Ortadoğu: İran gerilimi tırmandırmak mı istiyor?
İran’daki otoriter rejim, radikal İslamcı Hamas gibi silahlı grupları ve Lübnan Hizbullah’ını yıllardır gönderdiği para ve silahlarla destekliyor. Tahran, Hamas’ın 7 Ekim’de gerçekleştirdiği terör saldırısından bu yana İsrail ya da ABD’nin “kırmızı çizgileri aşması” halinde askeri müdahalede bulunacağı tehdidini defalarca yineledi. İran’ın Ortadoğu’daki rolüne ışık tutan yorumcular, müdahale riskini değerlendiriyor.

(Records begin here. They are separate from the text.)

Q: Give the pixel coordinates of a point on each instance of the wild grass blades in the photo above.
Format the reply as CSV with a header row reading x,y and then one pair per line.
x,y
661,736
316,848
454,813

Dezavantajları yakında daha ağır basabilir
Siyaset bilimci ve İran uzmanı Mohammad Reza Djalili, Telos'ta şu analizi yapıyor:
“Son birkaç günde yaşananlar, ilk bakışta İran İslam Cumhuriyeti'nin ideolojik gündemine hizmet ediyor gibi görünüyor: İsrail ile Arap ülkeleri arasındaki normalleşme süreci askıya alındı, Filistin meselesi bölgesel ve uluslararası arenaya yeniden damgasını vurdu. Ancak, İsrail ve ABD verecekleri yanıtla Tahran'ın devlet dışı müttefiklerinin askeri kabiliyetlerini zayıflatmayı başarırsa, Tahran'ın her an patlamaya hazır kendi iç vaziyeti pahasına da olsa bölgede yeni yatırımlar yapması gerekir.”
Yeterince sorunu var zaten
Hospodářské noviny, İsrail'le açık bir savaşın Tahran'ın mevcut çıkarlarına uygun düşmeyeceğine inanıyor:
“İlkin, İran'ın daha büyük bir çatışmaya hazır olmadığını söylemek gerek. Ayetullah rejimi uzun vadede, yeterince sorunlu olan kendi ülkesinde hükümeti ve istikrarı korumaya öncelik veriyor. Tahran, İsrail'i gerilim altında tutmaya çalışacaktır. Ancak Reuters'a göre, rejim liderleri ülkenin durumuna odaklanmak gerektiği konusunda fikir birliğine sahip. İranlıların Güney Lübnan'daki müttefikleri Hizbullah'ı gerçekten kontrol altında tutup tutmayacakları da ayrı bir mesele.”
Boş tehditler
La Stampa’ya göre şu sıralar pek çok şey zaten Tahran’ın istediği gibi gidiyor:
“Washington’la müzakereler, esir takası ve Güney Kore’deki İran’a ait altı milyar doların serbest bırakılmasıyla sonuçlanmıştı; Suudi Arabistan’la barışma sürecinde de ilerleme kaydediliyordu. ... Hamas’ın saldırısı ve bilhassa da İsrail’in süregelen askeri cevabı, İran rejimine daha da çok zemin kazandırdı: Arap dünyasında İsrail karşıtlığı yeniden zirve yaptı ve İsrail ile Riyad arasında Filistinlilerin aleyhine olan normalleşme tekrar rafa kalktı. Ancak, Tahran durumdan şimdilik kazançlı çıksa da savaş genişlerse kaybedecektir. Bir tarafta İran, diğer tarafta İsrail ve ABD arasında çıkacak bir çatışma herkes için yıkıcı sonuçlar doğuracaktır, İran rejimi de buna dahil.”
Tahran'ı hesaba katmak gerek
İran’ın Ortadoğu politikası hafife alınmamalı, diye uyarıyor T24:
“İran vatandaşlarının Körfez Devletleri'ne yerleşmesini teşvik ederek uzun vadeli demografi stratejisini de empoze ediyor. 7 Ekim saldırısı ancak İran desteği ile gerçekleşebilirdi. Ve saldırı ile Ortadoğu'da yeniden şekillenmekte olan hatlar bir anda panikle dondu. Bundan sonrasını öngörmek oldukça zor. Ama bölgede ileriye dönük planlama yapan herkes artık "İran etkisi"ni hesaba katmak zorunda. İran'ın dostları sayılı olabilir ama düşmanlığını istemeyenlerin sayısı oldukça yüksek.”